Organisms in nature, such as Cephalopods and Pachyderms, exploit stiffness modulation to achieve amazing dexterity in the control of their appendages. In this paper, we explore the phenomenon of layer jamming, which is a popular stiffness modulation mechanism that provides an equivalent capability for soft robots. More specifically, we focus on mechanical layer jamming, which we realise through two-layer multi material structure with tooth-like protrusions. We identify key design parameters for mechanical layer jamming systems, including the ability to modulate stiffness, and perform a variety of comprehensive tests placing the specimens under bending and torsional loads to understand the influence of our selected design parameters (mainly tooth geometry) on the performance of the jammed structures. We note the ability of these structures to produce a peak change in stiffness of 5 times in bending and 3.2 times in torsion. We also measure the force required to separate the two jammed layers, an often ignored parameter in the study of jamming-induced stiffness change. This study aims to shed light on the principled design of mechanical layer jammed systems and guide researchers in the selection of appropriate designs for their specific application domains.

Figures (9)

• Figure 1: Design of the layer jamming structure. (a) Showing the 3D printed structure with the teeth that enable mechanical layer jamming. (ab) Cross-sectional view through the teeth showing one layer and the geometric parameters.
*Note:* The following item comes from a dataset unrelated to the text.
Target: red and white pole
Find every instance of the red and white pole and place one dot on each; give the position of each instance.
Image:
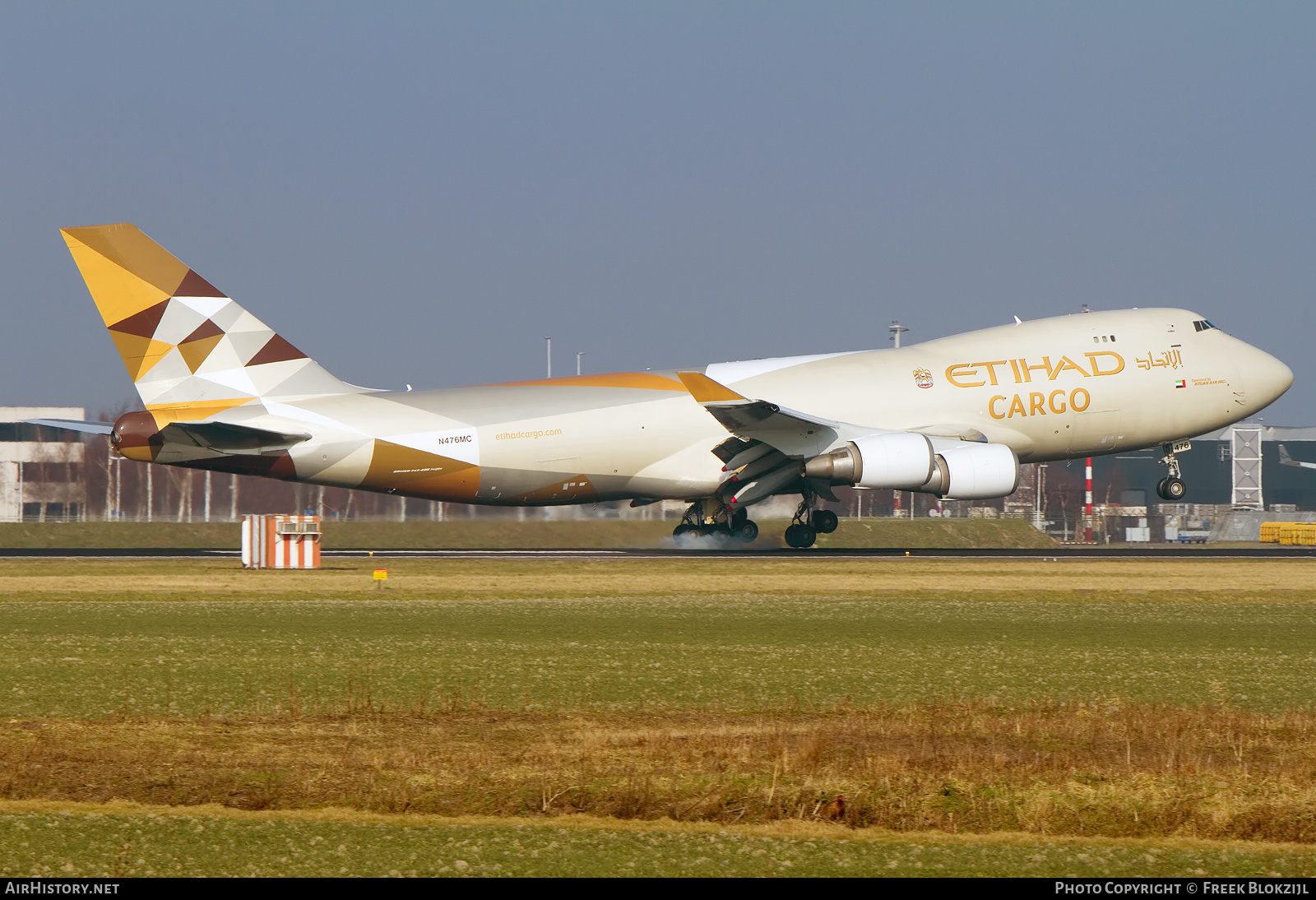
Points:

The gap is uniform along both the length and width axes. (bc) A composite layer without any teeth. The height is the only tunable parameter.
• Figure 2: Setup of the bending test (a) and the end position after a 15 mm displacement of the load (b). In this case the sample is unjammed.
• Figure 3: Setup of the twisting (a) and pulling (b) and (c) tests. The samples are glued to a support during the pulling test. The linear actuator and the load cell (b) is the same for the bending and the pulling tests.
• Figure 4: Force–displacement curves measured during the bending test at 1 mm/s for samples of different tooth heights. Opaque lines indicate the mean of the repetitions, and shaded areas represent one standard deviation.
• Figure 5: Stiffness values for samples measured at different velocities - for the jammed, unjammed and composite states (top) and the ratio of mean stiffness between jammed (j) and unjammed (u) states (bottom). The data were grouped by diameter to illustrate the increasing trend of stiffness with height and gap. Composite state varies only with the height and it is the same values over group diameter.